Getting differing speeds on forward pass with different weights

If I use different weights for the same network, the forward pass speeds are very different. One takes around 0.017s the other takes 0.6s I am unsure why this is happening. Both the weights file have the same size (101M).

The first one is provided by author of a repository, while the other is just retrained. So I am guessing the pytorch version while saving the first model would have been different. So I am wondering if there is anything extra that needs to be done while using torch.save in pytorch 1.0

How do you time your code? Is it the CPU or GPU time?
Are you using exactly the same code and just swap the weights?
If so, could you provide these weights, so that we could try to replicate this issue?

I am sorry, I should have done that in the first place. This is the repository. GitHub - amdegroot/ssd.pytorch: A PyTorch Implementation of Single Shot MultiBox Detector. Here is another issue which has the same problem use .pth trained by myself to run eval.py is too slow · Issue #215 · amdegroot/ssd.pytorch · GitHub

I have created a fork here to reproduce the bug: GitHub - TheShadow29/ssd.pytorch: A PyTorch Implementation of Single Shot MultiBox Detector.

I simply downloaded VOC2007, and VOC2012, extracted them and then create a symlink to the VOCdevkit in the folder data/ after setting up VOC dataset. I think there is should be an easier approach, but that would require a bit more changes to the code so I have not done that.

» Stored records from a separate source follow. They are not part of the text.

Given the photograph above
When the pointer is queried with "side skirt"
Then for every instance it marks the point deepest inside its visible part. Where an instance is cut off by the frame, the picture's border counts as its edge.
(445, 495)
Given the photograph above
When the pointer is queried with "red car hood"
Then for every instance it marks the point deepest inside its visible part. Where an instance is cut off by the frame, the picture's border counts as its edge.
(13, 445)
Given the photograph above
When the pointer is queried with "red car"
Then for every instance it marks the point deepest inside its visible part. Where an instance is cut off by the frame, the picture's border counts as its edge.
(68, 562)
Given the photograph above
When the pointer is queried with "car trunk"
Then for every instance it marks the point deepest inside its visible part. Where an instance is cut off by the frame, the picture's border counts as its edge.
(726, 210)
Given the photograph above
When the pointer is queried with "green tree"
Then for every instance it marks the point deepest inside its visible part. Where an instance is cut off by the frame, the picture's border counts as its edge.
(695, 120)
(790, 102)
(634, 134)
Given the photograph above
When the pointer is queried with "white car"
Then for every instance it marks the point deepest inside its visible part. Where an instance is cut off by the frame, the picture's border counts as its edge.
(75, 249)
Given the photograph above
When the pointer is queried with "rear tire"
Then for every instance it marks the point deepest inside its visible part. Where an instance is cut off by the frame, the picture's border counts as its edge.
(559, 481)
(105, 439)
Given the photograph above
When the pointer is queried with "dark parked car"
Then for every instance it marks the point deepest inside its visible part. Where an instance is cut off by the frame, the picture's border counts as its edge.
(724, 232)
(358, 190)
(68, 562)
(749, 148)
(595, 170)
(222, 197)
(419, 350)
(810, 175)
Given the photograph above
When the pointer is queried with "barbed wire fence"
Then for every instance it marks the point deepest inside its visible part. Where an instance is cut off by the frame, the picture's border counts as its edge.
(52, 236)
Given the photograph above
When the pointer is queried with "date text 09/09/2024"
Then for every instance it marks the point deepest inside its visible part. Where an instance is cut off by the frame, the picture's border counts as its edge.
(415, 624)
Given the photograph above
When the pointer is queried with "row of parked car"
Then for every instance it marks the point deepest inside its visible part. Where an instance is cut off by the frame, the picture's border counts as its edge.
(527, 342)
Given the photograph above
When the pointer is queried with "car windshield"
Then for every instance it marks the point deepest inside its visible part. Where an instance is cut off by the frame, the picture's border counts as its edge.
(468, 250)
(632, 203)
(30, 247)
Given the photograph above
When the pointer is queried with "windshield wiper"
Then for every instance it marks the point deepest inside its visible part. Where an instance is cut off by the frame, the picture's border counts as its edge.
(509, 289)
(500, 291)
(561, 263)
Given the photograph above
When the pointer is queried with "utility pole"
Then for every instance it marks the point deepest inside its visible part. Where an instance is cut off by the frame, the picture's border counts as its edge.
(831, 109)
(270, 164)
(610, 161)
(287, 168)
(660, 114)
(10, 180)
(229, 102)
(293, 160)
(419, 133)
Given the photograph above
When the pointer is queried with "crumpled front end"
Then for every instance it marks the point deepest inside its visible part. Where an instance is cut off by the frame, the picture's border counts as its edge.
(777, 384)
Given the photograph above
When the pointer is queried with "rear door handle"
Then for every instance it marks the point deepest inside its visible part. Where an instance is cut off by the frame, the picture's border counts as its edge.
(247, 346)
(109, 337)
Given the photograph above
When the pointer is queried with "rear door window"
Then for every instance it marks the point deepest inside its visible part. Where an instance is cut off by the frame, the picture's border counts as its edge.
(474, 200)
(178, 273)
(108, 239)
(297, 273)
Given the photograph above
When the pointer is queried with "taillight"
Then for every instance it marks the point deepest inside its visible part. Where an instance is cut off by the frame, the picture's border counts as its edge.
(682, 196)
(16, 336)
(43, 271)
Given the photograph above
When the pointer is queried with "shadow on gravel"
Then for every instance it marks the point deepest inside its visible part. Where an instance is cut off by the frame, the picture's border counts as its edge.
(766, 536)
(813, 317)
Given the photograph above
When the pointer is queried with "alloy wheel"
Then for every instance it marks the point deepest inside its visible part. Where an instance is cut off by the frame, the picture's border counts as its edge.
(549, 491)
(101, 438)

Then download pre-trained weight GitHub - amdegroot/ssd.pytorch: A PyTorch Implementation of Single Shot MultiBox Detector from here and put it into the weights folder

Then in eval2.py I just do a forward pass using pre-trained weights and without loading any weights.

Here is my eval2.py code

if __name__ == '__main__':                                                                                                      
    # load net                                                                                                                  
    num_classes = len(labelmap) + 1                      # +1 for background                                                    
    net = build_ssd('test', 300, num_classes)            # initialize SSD                                                       
    net.cuda()                                                                                                                  
    net.eval()                                                                                                                  
    st_time = time.time()                                                                                                       
    o = net(torch.rand(1, 3, 300, 300))                                                                                         
    print(time.time() - st_time)                                                                                                
                                                                                                                                
    if args.trained_model:                                                                                                      
        print('Loading Existing Model', args.trained_model)                                                                     
        net.load_state_dict(torch.load(args.trained_model))                                                                     
                                                                                                                                
    net.cuda()                                                                                                                  
    net.eval()                                                                                                                  
    st_time = time.time()                                                                                                       
    o = net(torch.rand(1, 3, 300, 300))                                                                                         
    print(time.time() - st_time)                                                                                                                                                                                        

Then I run
python eval2.py --trained_model weights/ssd300_mAP_77.43_v2.pth

And this is the output:
image

Firs is the time for forward pass of the network without weights loaded, second is with weights loaded.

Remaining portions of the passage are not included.